MANATEE — Before attending the Palmetto Youth Academy, attaining a GED may well have been an impossible dream for the high-risk youth who find themselves in this school behind fences laced with razor wire.
“Some of these youth admit that they stopped going to school a long time ago. One of our youth stopped going after third grade,” said Jacquelin Jones, the lead educator for the facility. “Here, we give them hope.”
A group of young men dressed in attire resembling the clothes worn just a short ride down the street at the Manatee County jail filed into a large room Thursday. They gathered for an assembly to acknowledge educational, character and attitude accomplishments, and three youth who earned their GED’s.
“Make every decision not for today but for eternity,” said Pastor Sirrnest Webster, a guest speaker for the event. “If you make good decisions, you will have good consequences.”

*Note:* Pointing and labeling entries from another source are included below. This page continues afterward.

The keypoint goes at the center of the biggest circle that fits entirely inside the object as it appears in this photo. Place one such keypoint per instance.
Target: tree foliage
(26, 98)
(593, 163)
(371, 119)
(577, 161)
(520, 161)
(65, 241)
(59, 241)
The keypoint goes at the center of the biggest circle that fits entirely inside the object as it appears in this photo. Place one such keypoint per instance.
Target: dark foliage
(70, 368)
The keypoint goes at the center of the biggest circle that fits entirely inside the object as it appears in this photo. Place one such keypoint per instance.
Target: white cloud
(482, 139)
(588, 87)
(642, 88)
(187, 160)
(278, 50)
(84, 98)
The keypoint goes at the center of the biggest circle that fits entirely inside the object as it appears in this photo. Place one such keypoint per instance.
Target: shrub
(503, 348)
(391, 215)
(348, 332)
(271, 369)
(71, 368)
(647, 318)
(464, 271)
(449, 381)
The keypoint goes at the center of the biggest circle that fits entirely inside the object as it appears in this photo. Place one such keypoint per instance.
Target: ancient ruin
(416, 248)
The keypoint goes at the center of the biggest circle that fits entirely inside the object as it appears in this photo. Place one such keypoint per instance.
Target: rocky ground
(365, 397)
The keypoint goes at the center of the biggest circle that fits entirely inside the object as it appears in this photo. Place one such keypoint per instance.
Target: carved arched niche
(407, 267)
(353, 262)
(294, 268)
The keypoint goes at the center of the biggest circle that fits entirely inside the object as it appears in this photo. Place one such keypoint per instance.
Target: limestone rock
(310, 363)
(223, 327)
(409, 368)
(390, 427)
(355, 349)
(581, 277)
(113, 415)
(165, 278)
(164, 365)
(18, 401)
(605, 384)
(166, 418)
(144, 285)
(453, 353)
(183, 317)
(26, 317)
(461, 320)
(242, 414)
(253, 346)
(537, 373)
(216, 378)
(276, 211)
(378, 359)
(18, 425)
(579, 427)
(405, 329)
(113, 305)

After a short period of requisite whispering and muffled horseplay, the youth settled down and paid rapt attention to their guest.
“What is my purpose? Why am I here? These are the questions you should be asking yourself,” said Webster.
A 16-year-old who Jones dubbed “smiley” for the grin that lights his features has discovered a love of writing poetry since coming to the school. His father is in jail and he is already a father to a 1-year-old.
“The only positive person in my life is my mother,” said the youth. “I want to be that person for my daughter. I’ve been through some hard times, but here, they see something in me here. They are proud of me. They believe in me.”
“We’re here because we love you. Don’t wait till tomorrow, start today,” said Webster.
Another guest, Pastor Roland Oliver, continued the theme of the day when he sang “The Impossible Dream.”
“And the world will be better for this
That one man, scorned and covered with scars
Still strove with his last ounce of courage
To reach the unreachable star”
As Oliver hit the last note, the young men showed their appreciation with deafening applause.